The charter jet people didn't the least mind getting a pilot and co-pilot up out of bed and the hangar crew didn't the least mind getting a hopped-up Grumman Gulfstream on the line for immediate launch.

And here I was, streaking for Istanbul with the vital certificates chained to my wrist and the bag of junk stones under my feet, looking down at the Alps, where I had not been dumped, so rosy in the glow of dawn.

A telephone was at my elbow in the jet. I picked it up. I got the taxi driver in Afyon right away. My Gods, but things were going smooth. Not even a foul-up in Turkish phone connections.

"Meet me at the airport in Istanbul," I said.

"What flight?" he said.

"My flight," I said. "You think I'd stoop to travel by commercial jet? My own flight, Ahmed. I own the whole (bleeped) world!"

Chapter 9

It was an eager and walking-on-air-type Gris who stepped out of the jet at Yesilkoy Airport, Istanbul.

Immigration stamped me into Turkey without noticing Sultan Bey had not left.

Customs took one look at the wrist cuff and chain, ignored the guns, and sped me on through into the country. They knew me, anyway.

And there amidst the colorful airport throng was Deplor from the planet Modon, alias Ahmed, the taxi driver.

"Jeez!" he said in gangster English, "you look like you et fifty canaries, boss."

"At one gulp," I said. "Lead on, lead on, for we have lots to do. There are going to be some changes made!"

A lot of people didn't know it yet, but this was just the start of fatal days for them. I had plans!

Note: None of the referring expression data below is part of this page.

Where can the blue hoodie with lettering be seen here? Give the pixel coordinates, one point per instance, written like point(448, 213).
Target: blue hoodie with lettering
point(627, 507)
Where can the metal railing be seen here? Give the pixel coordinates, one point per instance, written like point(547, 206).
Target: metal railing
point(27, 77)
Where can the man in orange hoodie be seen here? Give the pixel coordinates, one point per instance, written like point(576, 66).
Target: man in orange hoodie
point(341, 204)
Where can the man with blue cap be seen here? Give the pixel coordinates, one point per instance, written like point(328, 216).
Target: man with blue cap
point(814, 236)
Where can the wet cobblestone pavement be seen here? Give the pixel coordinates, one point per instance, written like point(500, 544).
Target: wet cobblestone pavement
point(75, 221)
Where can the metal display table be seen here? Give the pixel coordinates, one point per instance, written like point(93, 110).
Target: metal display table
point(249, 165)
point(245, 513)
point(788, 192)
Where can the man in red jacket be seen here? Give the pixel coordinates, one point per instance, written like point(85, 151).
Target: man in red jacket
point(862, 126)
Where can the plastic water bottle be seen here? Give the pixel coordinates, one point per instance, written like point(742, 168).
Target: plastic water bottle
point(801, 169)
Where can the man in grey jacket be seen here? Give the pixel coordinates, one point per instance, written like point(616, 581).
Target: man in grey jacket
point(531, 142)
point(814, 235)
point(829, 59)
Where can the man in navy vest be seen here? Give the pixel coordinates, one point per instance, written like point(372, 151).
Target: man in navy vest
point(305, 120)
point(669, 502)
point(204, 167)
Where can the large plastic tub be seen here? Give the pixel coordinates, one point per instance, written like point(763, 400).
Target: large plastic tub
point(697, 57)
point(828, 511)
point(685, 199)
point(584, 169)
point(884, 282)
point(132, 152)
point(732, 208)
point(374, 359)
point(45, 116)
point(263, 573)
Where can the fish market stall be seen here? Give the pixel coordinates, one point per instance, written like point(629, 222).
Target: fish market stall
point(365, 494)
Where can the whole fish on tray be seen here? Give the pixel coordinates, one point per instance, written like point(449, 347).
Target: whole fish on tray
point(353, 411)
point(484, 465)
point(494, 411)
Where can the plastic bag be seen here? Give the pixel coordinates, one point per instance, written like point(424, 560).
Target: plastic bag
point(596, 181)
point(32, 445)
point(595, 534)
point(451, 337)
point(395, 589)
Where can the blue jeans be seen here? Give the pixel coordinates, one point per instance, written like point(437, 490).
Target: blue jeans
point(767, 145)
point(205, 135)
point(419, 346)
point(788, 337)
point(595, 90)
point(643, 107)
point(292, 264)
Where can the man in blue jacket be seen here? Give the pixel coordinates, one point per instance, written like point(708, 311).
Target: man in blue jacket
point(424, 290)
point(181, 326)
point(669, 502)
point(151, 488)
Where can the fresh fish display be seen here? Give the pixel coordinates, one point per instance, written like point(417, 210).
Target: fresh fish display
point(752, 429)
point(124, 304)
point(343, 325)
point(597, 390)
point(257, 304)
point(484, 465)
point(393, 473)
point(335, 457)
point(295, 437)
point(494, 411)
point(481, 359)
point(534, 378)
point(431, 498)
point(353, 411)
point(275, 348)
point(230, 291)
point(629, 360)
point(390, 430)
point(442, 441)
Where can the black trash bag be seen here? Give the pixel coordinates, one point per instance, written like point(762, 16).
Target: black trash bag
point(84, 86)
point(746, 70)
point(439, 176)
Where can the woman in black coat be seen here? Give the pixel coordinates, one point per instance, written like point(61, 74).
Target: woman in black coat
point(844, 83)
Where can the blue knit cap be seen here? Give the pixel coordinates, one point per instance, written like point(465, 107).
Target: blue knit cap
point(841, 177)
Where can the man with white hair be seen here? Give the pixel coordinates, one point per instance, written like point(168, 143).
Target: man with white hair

We battered our way out of the crowded airport and then battered our way along the seventeen miles which led to the city. The minarets which made a masonry forest all along the Golden Horn had never looked so good. Roaring along, we soon sped through the breach made in the city wall to accommodate the car traffic and began our tortuous course through narrow, noisy streets. Ignoring the protests of how close we came to pointed-toed slippers, giving vendors' carts the necessary bumps and sounding our horn continuously to clear the way, at length we drew up before our first destination: the Piastre Bankasi.

I trod like a conqueror across the tile floor. I pushed the lowly clerk aside who would have inquired my business. I stalked into the office of Mudur Zengin, czar of the biggest bank chain in Turkey.

Fat and immaculate and manicured, dressed in a pinstripe Western suit of charcoal gray, he looked up from his mother-of-pearl inlaid desk to see who it was tracking up his priceless Persian carpet.

He wasn't used to having people with crossed bandoliers and a shotgun coming in for business conferences. Maybe it was that he was short-sighted-his glasses had fallen off-and seeing the bearskin coat thrown over the shoulders, mistook me for a bear.

"Allah!" he said.

I advanced. I unsnapped the case and opened it. I riffled 515 engraved certificates under his nose.

"O Allah, I was going to say. Sit down!"

He found his pince-nez glasses, polished them and

put them on. He evidently didn't need glasses to see money. He only needed them to see people. He peered at me. "Aha," he said. "You must be Sultan Bey. You do business, I believe, with our Afyon branch. The Zorich Banking Corporation said you were coming but we did not expect you so soon. Now, what can we do for you?"